Les mains de mon père aussi étaient belles, fuselées, aux ongles bombés. Moi aussi, je regrette de ne pas les avoir photographiées. Mon père était tailleur et maintenant il est ailleurs : tout en haut du Père-Lachaise, sous le ciel de Paris. Ma mère l'a rejoint en 2013.

Mon père était tailleur depuis ses quatorze ans, comme son père qui racontait avoir été le premier possesseur en Pologne d'une machine à coudre Singer. Elle était arrivée de Vienne à Ozorków, près de Lodz, avec un technicien tout spécialement chargé de la mettre en service.

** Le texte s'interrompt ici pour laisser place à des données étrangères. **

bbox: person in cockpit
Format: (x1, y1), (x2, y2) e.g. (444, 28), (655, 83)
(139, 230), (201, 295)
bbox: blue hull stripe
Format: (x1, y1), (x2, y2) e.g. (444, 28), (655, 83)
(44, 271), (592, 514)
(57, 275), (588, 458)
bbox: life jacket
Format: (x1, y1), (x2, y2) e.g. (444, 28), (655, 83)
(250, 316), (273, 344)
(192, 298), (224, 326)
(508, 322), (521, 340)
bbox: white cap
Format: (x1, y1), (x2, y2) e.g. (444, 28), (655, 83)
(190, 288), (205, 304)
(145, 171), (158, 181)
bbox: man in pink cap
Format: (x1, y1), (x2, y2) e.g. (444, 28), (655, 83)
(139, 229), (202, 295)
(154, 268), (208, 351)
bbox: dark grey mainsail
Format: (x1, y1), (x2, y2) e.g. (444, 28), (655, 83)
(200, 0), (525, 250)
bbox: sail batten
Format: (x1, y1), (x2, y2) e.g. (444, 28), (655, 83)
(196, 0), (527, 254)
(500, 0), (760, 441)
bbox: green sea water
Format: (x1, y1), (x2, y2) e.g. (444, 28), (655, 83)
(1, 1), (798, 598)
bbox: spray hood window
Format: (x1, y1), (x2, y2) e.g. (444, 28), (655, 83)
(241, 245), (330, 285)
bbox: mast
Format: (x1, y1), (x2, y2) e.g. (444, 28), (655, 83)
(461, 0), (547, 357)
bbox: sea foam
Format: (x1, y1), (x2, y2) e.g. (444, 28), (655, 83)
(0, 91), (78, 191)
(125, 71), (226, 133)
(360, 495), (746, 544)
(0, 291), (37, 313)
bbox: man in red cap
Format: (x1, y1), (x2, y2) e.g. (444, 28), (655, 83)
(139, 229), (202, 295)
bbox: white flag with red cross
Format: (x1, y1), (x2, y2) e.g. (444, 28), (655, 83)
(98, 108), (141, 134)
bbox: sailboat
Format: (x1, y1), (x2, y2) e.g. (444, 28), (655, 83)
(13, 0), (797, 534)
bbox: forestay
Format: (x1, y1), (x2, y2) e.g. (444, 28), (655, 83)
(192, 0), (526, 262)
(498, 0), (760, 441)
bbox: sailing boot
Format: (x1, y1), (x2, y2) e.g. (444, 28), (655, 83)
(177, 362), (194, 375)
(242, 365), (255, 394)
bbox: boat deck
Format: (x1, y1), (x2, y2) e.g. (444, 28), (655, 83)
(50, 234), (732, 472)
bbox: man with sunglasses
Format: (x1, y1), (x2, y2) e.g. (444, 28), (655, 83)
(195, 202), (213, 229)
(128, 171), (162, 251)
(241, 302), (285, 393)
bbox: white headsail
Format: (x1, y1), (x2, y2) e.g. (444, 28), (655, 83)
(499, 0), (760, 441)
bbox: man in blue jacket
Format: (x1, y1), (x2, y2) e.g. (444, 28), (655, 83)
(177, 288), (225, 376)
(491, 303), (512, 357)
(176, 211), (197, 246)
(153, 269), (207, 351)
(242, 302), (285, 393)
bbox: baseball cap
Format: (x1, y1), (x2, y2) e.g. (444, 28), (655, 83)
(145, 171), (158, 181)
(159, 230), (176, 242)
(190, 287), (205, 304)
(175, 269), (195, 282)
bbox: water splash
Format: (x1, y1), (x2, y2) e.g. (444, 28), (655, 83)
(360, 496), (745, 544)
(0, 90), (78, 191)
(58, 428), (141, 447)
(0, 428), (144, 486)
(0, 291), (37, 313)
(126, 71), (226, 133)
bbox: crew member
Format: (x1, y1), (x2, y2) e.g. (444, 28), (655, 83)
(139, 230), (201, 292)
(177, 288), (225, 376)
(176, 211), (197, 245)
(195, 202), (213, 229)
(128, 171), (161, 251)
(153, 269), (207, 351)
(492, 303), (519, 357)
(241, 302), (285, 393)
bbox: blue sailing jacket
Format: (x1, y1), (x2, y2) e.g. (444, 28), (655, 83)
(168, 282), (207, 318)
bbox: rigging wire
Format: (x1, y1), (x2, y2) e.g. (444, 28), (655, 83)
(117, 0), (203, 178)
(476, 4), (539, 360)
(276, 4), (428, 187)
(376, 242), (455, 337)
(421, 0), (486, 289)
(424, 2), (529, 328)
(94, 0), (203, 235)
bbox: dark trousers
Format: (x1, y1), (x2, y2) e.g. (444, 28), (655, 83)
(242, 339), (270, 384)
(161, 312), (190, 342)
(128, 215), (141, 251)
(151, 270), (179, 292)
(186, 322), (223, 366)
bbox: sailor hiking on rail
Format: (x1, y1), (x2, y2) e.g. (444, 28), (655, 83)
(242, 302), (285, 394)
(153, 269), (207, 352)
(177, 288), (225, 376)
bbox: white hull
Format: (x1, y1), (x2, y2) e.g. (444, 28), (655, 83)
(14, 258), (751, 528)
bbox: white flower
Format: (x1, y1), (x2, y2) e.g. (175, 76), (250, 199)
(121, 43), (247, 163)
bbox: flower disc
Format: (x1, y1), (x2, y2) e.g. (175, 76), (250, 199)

Légende familiale ?

Mon grand-père maternel était tisseur et sa femme, perruquière. Elle entrecroisait les fils des chevelures pour la parure des Polonaises chrétiennes et la pudeur des Juives polonaises pratiquantes...Avant que les nazis ne coupent les chevelures des femmes assassinées pour en tisser de la feutrine, et produire des couvertures, des pantoufles destinées au peuple allemand...

En 1942, ma mère, détenue au ghetto de Lodz, dut coudre de grosses tresses de paille avec de longues aiguilles pour confectionner des surbottes à envoyer aux soldats allemands du front russe.

Juste retour des choses : seules les sentinelles purent profiter de ces accessoires, les combattants, munis de ces énormes godillots, ne pouvaient plus guère courir et à Stalingrad, les Russes s'amusaient à les tirer comme des lapins et après les avoir dépouillés, à se livrer à de grotesques pantomimes pour se gausser d'eux. *

 

Point de table des matières dans le livre de Norbert Czarny. Mais il se compose de 28 courts chapitres porteurs de titres laconiques.  

 Si on en dresse la liste, on trouve un empilement de noms communs, dépourvus d'articles et souvent au pluriel : « Voix... Ateliers... Poussières... miettes... vies... Angoisses... Objets » ; mais aussi « Mains... et Ciseaux crantés » qui reprennent le titre général du livre. Dans la seconde moitié de l’œuvre, les titres comprennent aussi un certain nombre de verbes d'action à l’infinitif : « Manger... Prêter sa voix... Revenir... Glaner ». Tous ces énoncés ont une valeur symbolique. Ce sont en particulier des métaphores évoquant la vie des parents de l'auteur et des disparus liés à sa famille à différentes époques et en divers lieux.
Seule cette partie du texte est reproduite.